SANTA ANA, Calif. — Maria Garcia’s front yard sale held no theme.

Shoes, wrenches, blender, a Darth Vader mask — all were on the driveway in front of her one-story Garden Grove home.

A child’s shirt? Five bucks.

The blender? Fifteen.

Garcia, 31, began holding monthly garage sales three years ago to earn pocket money for her father, who had been forced out of the workforce by illness. Times were tough in Orange County then and unemployment was at its peak.

These days, the economy has improved. Local unemployment is 6.2 percent, slightly better than the national average. Home prices are going up.

Still, for people like Garcia, the lessons about thriftiness learned during the dark times haven’t gone away. Garcia works full time. But she also does what she can to save cash, buying cheaper clothes for her kids and shopping at thrift stores for herself.
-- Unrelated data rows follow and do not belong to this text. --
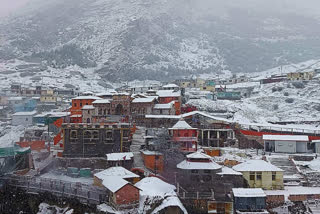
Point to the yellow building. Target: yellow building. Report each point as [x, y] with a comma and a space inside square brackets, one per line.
[300, 76]
[261, 174]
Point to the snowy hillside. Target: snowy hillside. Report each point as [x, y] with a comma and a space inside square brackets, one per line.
[145, 39]
[275, 102]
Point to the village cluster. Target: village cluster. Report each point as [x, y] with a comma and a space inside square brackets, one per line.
[141, 149]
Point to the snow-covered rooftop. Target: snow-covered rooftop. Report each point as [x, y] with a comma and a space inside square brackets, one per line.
[286, 137]
[87, 107]
[256, 166]
[143, 100]
[168, 93]
[228, 171]
[116, 171]
[164, 106]
[26, 113]
[153, 186]
[102, 101]
[170, 86]
[211, 165]
[87, 98]
[114, 183]
[119, 156]
[198, 155]
[248, 192]
[181, 124]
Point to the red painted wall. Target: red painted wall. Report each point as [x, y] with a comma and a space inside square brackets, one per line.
[127, 195]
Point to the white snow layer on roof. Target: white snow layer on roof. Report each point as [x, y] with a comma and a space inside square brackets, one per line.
[170, 202]
[211, 165]
[153, 186]
[181, 124]
[87, 107]
[119, 156]
[164, 106]
[116, 171]
[114, 183]
[102, 101]
[87, 98]
[228, 171]
[168, 93]
[170, 86]
[256, 166]
[26, 113]
[286, 137]
[143, 100]
[198, 155]
[248, 192]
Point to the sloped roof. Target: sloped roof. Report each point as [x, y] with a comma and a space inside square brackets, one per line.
[211, 165]
[198, 155]
[181, 124]
[119, 156]
[116, 171]
[256, 166]
[87, 107]
[248, 192]
[168, 93]
[286, 137]
[102, 101]
[86, 98]
[114, 183]
[143, 100]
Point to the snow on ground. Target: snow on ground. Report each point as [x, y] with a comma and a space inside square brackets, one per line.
[10, 134]
[275, 102]
[45, 208]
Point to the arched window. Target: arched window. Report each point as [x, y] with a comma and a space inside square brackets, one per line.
[95, 134]
[87, 135]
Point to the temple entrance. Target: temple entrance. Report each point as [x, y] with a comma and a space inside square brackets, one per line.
[119, 109]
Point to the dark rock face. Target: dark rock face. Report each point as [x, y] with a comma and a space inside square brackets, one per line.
[159, 40]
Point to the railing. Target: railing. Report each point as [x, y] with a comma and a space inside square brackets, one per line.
[84, 193]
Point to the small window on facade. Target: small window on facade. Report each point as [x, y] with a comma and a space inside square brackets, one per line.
[109, 135]
[96, 135]
[259, 175]
[87, 135]
[252, 176]
[274, 176]
[74, 134]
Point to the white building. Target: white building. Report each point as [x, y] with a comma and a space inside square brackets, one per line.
[286, 143]
[23, 118]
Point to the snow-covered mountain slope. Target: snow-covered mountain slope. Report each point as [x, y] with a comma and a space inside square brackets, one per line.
[276, 102]
[145, 39]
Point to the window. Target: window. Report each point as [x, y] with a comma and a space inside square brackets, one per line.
[259, 176]
[252, 176]
[109, 135]
[95, 134]
[73, 134]
[87, 135]
[274, 176]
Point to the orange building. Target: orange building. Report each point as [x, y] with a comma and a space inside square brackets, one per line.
[79, 102]
[183, 134]
[167, 96]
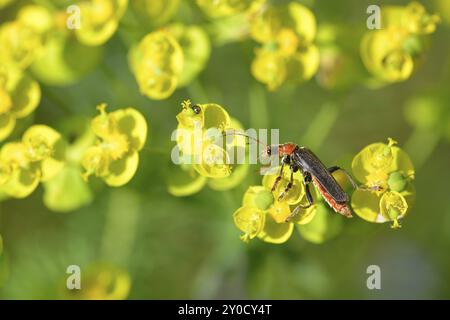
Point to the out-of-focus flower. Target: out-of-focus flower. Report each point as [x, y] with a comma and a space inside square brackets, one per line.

Garcia says she and her sister once were big mall shoppers.

She also says she hasn’t been to a mall in years.

With people like Garcia taking on new habits, and rappers bragging about 99 cent sheets, and entrepreneurs looking to franchise garage sales, one thing seems clear:

Thrift is chic.

“One man’s trash, that’s another man’s come-up,” raps Macklemore in his and Ryan Lewis’ “Thrift Shop.”
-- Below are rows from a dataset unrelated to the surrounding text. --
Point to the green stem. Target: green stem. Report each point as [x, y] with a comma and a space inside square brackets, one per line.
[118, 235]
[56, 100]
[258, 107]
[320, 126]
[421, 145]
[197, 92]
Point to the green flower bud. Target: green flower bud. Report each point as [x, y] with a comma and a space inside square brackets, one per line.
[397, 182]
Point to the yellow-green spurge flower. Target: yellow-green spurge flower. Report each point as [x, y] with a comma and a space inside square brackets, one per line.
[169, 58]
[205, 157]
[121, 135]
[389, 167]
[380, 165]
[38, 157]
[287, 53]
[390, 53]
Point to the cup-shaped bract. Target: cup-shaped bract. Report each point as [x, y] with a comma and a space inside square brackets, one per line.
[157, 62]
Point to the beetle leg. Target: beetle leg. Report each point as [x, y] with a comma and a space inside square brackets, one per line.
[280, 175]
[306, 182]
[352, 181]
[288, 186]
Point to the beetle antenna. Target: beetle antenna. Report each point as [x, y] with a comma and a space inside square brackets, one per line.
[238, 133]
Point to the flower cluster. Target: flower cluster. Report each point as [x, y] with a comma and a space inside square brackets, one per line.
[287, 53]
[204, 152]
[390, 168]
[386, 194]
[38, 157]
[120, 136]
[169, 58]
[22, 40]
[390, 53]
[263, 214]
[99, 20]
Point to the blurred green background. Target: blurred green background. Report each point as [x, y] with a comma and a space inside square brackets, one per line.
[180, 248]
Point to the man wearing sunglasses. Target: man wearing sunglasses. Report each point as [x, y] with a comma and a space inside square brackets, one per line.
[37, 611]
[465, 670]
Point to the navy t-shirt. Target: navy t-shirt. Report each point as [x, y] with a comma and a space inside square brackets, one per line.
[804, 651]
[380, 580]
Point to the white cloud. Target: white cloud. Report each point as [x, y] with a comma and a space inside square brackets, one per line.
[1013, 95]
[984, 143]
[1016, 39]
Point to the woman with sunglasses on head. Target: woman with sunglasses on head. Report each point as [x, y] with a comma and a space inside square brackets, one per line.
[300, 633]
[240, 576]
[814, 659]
Local and national experts say thrift store sales grew during the past recession — and they’ve continued to grow during the supposed recovery of the past three years.

Thrift stores are just part of a bigger trend. The Association of Resale Professionals reports that national sales in all quarters of the so-called secondhand industry — including retail categories ranging from thrift shops to high-end consignment stores — grew more than 7 percent in each of the past two years. And that number, they add, gives only a glimpse of a hard-to-measure market.

Economists who calculate gross domestic product count the value of goods only one time, the first time they’re sold. So it’s hard to gauge the true volume of America’s thrift economy.

It’s Finance 101. When consumers have less to spend, they look for ways to get more for their money.

But that trend is playing out even as those basic factors — jobs and income — seem to be improving.

Still, it’s possible the fundamentals aren’t as rosy as the economic statistics suggest. And boom times at thrift stores might be a sign that some of the jobs created in the past few years don’t pay enough to send consumers back to the malls.

A couple of years ago, a friend of Yazen Haddad complained to him about the hassles of holding a garage sale.

An idea was born.

Today, Haddad runs Garage Hunters, an Irvine-based company that pairs consignment store owners with homeowners wishing to thin out.

Haddad, who also sells real estate, said decluttering is earning big bucks, and that a typical garage auction Orange County churns out about $1,500. What’s more, his buyers — consignment store owners — are eager for product.

“I see a lot of new buyers,” Haddad said. “It’s definitely a new market.”

By the numbers

•$13 billion: The value of previously owned stuff sold last year in thrift stores, consignment shops, swap meets and similar outlets, according First Research.

7 percent: The annual growth rate in the number of U.S. thrift stores and consignment shops since 2011, according to The Association of Resale Professionals.

32.4 million: The number of used cars sold in the United States through September of this year, a jump of about 4 percent from 2012, according to CNW Research.